Since leaving Facebook, Randi founded Zuckerberg Media, where her focus is bringing more young girls and women into the technology industry and STEM at large.
“I knew once my work was complete with Facebook that the second chapter of my career would really be around getting more women in the room and changing what the upper executives of this company looks like,” Randi says.
Her new book, Pick Three: You Can Have It All (Just Not Every Day), speaks to her personal life philosophy. “I’m really not a fan of the term ‘being well balanced,’” Randi says. “I don’t think anyone has ever done anything they were proud on in life while being well balanced, so I give myself permission to be well lopsided. Whatever I’m focusing on in the moment that I want to be great at, it’s going to mean prioritizing that thing and saying no other things.” Ultimately, Randi summarizes, you can have it all but you have to prioritize and pick three things you want to focus on each day, whether it’s work, family, or your personal health.

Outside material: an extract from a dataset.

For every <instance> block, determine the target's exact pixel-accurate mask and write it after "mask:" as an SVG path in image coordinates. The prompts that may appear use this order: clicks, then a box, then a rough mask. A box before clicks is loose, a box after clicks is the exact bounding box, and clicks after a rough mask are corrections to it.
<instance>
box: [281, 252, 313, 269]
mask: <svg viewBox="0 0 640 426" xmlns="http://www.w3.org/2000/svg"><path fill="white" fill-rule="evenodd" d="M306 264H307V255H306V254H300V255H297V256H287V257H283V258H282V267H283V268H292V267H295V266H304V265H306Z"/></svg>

On this episode of Mission Daily, Chad and Randi sit down to discuss how she is managing her various projects, career mistakes and what she has learned from them along the way, and her personal mission to be ‘well lopsided’ in life.
Quotes from Randi:
“For me, it started out as a mission [Zuckerberg Media]. I knew that I wanted to bring more gender diversity into Silicon Valley and STEM but I wasn’t quite sure how to do that. I had an initial hypothesis about creating content but as I started to really do research and dig into the data I found two key moments that we lose women in STEM and tech. And that is when they are girls between 8-10 years old and another is in the entrepreneurship phase of starting a company.”
“Being at Facebook at such an early age completely changed my entire career and what I thought was possible in the world with entrepreneurship.”
“I loved every moment of working in Silicon Valley with Facebook. The only thing that I did not love was pretty much being the only woman in every room that I was in for a decade. That was something I really started to question and think about. How is it that we are building these global companies, but everyone in the room looks identical?”